April 01, 2011

Degrees in greed: University chief picked up £1m over four years (and nine others earned more than £300,000)

The head of a former technical college earned £1million in four years before taking early retirement while her institution spiralled into debt.

Professor Patricia Broadfoot, 62, was the highest paid university Vice-Chancellor in the UK last year, according to research revealing the pay, benefits and pensions of all higher education chiefs.

The study highlighted the ‘murky’ world of ‘arbitrary’ pay at Britain’s universities and showed that three-quarters of chiefs enjoyed a pay rise last year. Ten vice-chancellors earned more than £300,000 a year. In addition they received annual cash payments into their pension schemes of up to £60,000.

A handful of chiefs at low-ranking institutions, beset with financial troubles, have been granted massive and ‘utterly arbitrary’ pay rises of anything up to 70 per cent. Most disturbing was the amount paid to Professor Broadfoot who last year earned £494,000, including her pension, while presiding over little-known Gloucestershire University.

This sum included a £196,000 ‘pay-off’, equivalent to a year’s basic salary, after she stepped down last March, a year early. Her total earnings over four years were £1,088,000.

The mother of three was also criticised for profligate spending, at one point attempting to hire a personal chauffeur. During her tenure the institution – which became a university in 2001 after teaching mechanics since 1884 – tried to expand and over-invest as the recession took hold.

It plunged into debt and was placed on the ‘at risk’ register of universities threatened with closure or merging.Professor Broadfoot graduated from Leeds University in 1971 with a degree in sociology. Some 13 years later she got her PhD from the Open University.

She was one of five high-profile figures at the university to resign between 2009 and 2011. She was followed by the Chancellor, former Archbishop of Canterbury Lord Carey.

Yesterday the university said it had recently recorded a surplus of £2million and was making a strong financial recovery.

Spokesman Paul Brake said: ‘The university has significantly improved its financial position by reducing costs and growing income through the hard work of staff.’ The research, commissioned for the Times Higher Education Supplement, revealed high levels of pay at other low-ranking universities.
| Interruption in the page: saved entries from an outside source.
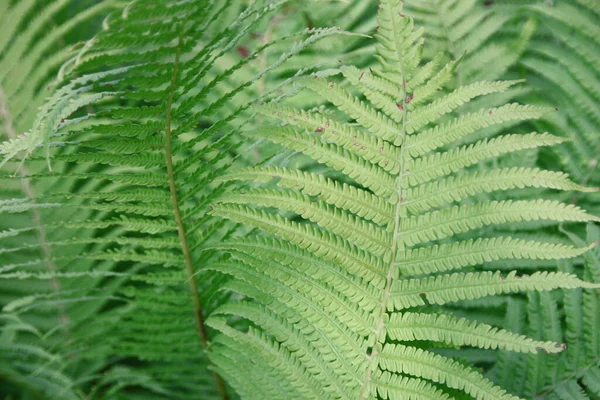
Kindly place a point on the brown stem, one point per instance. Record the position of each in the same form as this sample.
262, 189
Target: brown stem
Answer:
187, 257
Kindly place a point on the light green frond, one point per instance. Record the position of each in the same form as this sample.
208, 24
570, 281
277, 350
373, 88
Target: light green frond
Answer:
437, 225
378, 123
363, 234
372, 149
433, 111
280, 361
421, 363
425, 169
339, 194
459, 128
320, 243
461, 332
362, 293
457, 188
445, 257
398, 387
443, 289
338, 158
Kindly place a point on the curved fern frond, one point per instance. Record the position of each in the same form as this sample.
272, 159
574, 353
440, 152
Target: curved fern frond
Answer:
374, 174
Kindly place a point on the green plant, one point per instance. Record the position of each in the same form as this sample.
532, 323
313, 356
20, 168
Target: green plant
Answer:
180, 259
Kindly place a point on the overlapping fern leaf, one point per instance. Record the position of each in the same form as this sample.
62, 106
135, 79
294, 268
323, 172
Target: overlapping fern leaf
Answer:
35, 39
145, 119
344, 282
575, 373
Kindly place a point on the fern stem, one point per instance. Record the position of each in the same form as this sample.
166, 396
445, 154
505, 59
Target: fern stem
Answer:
189, 266
36, 216
396, 242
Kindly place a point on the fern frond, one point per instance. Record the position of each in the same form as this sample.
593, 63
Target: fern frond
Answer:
368, 159
442, 289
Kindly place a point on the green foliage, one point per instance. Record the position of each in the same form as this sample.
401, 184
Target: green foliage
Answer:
363, 356
223, 199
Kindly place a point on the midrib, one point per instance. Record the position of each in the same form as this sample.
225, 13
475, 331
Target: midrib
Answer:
397, 242
185, 248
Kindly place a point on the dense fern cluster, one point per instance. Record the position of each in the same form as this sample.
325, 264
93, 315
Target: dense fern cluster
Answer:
222, 199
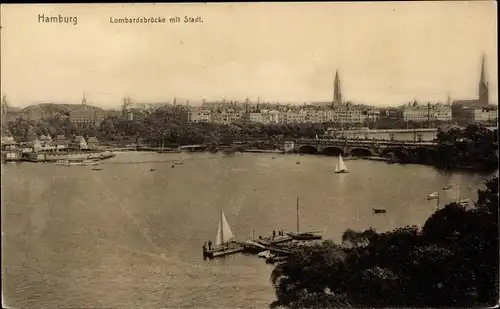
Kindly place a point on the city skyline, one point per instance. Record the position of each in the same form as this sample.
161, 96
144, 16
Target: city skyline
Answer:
404, 54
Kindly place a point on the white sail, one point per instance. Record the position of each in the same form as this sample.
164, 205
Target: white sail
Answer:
340, 167
224, 233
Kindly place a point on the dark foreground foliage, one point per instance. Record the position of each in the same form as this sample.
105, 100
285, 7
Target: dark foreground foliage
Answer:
452, 261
Liverpool Hope boss Gerald Pillay saw his salary balloon by 20.6 per cent to £199,077 as some 110 of his staff face the axe.
Second-highest pay: Professor Andrew Hamilton of Oxford University earned £423,000.

Ninety per cent of the vice-chancellors at the 148 universities earn more than Prime Minister David Cameron’s £142,500 salary. However, 36 vice-chancellors did see their earnings fall. Overall their average pay and benefits rose by 0.5 per cent to £213,813.
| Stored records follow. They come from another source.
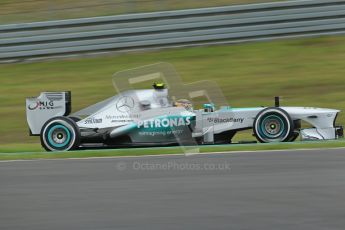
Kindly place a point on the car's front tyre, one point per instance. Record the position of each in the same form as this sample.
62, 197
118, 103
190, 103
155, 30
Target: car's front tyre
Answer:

The figures come as students face mountains of debt when fees increase to a maximum of £9,000. And with Aston University yesterday announcing it will charge £9,000, as Essex and Surrey did earlier this week, observers warn that all but a handful will charge the full amount.

The study also coincided with thousands of staff at more than 500 universities and colleges going on strike over pay and conditions.

Sally Hunt, of the University and College Union (UCU), called for reform of vice-chancellor pay. She said: ‘UCU members in universities are on strike today defending their pay and conditions and it is somewhat galling to discover that many vice-chancellors are still enjoying handsome, and utterly arbitrary, pay hikes.

‘We want an end to the murky world of pay at the top of our universities and a fair system applied consistently from top to bottom.

‘We have never opposed people being well rewarded for a job well done.

‘However, today’s survey does nothing to suggest that vice-chancellors’ pay is properly scrutinised or that the process for deciding an individual’s pay is fit for purpose.

‘Even after years of promising to rein in pay at the top, there are examples of whopping rises.’

The second highest paid Vice-Chancellor was Professor Andrew Hamilton of Oxford University who earned £370,000 before his pension of £53,000 – a total of £423,000. His predecessor Dr John Hood received £78,000 to cover his relocation costs – he sent belongings to New Zealand and America.

Gloucestershire University has appointed David Willetts’s right-hand man Stephen Marston, from the Department of Business, Innovation and Skills, as its new vice-chancellor.

From: http://www.dailymail.co.uk

1 comment:

Antonia - Beauty Health Finance and Green Issues Editor said...

Yep, now we acn see exactly why so many institutions have no money.


Too many overpaid syphoning all the cash that could be used for better things.


Of course when people are getting laid off and made redundant, these sheep have nothing to say about their so called "superiors" being overpaid.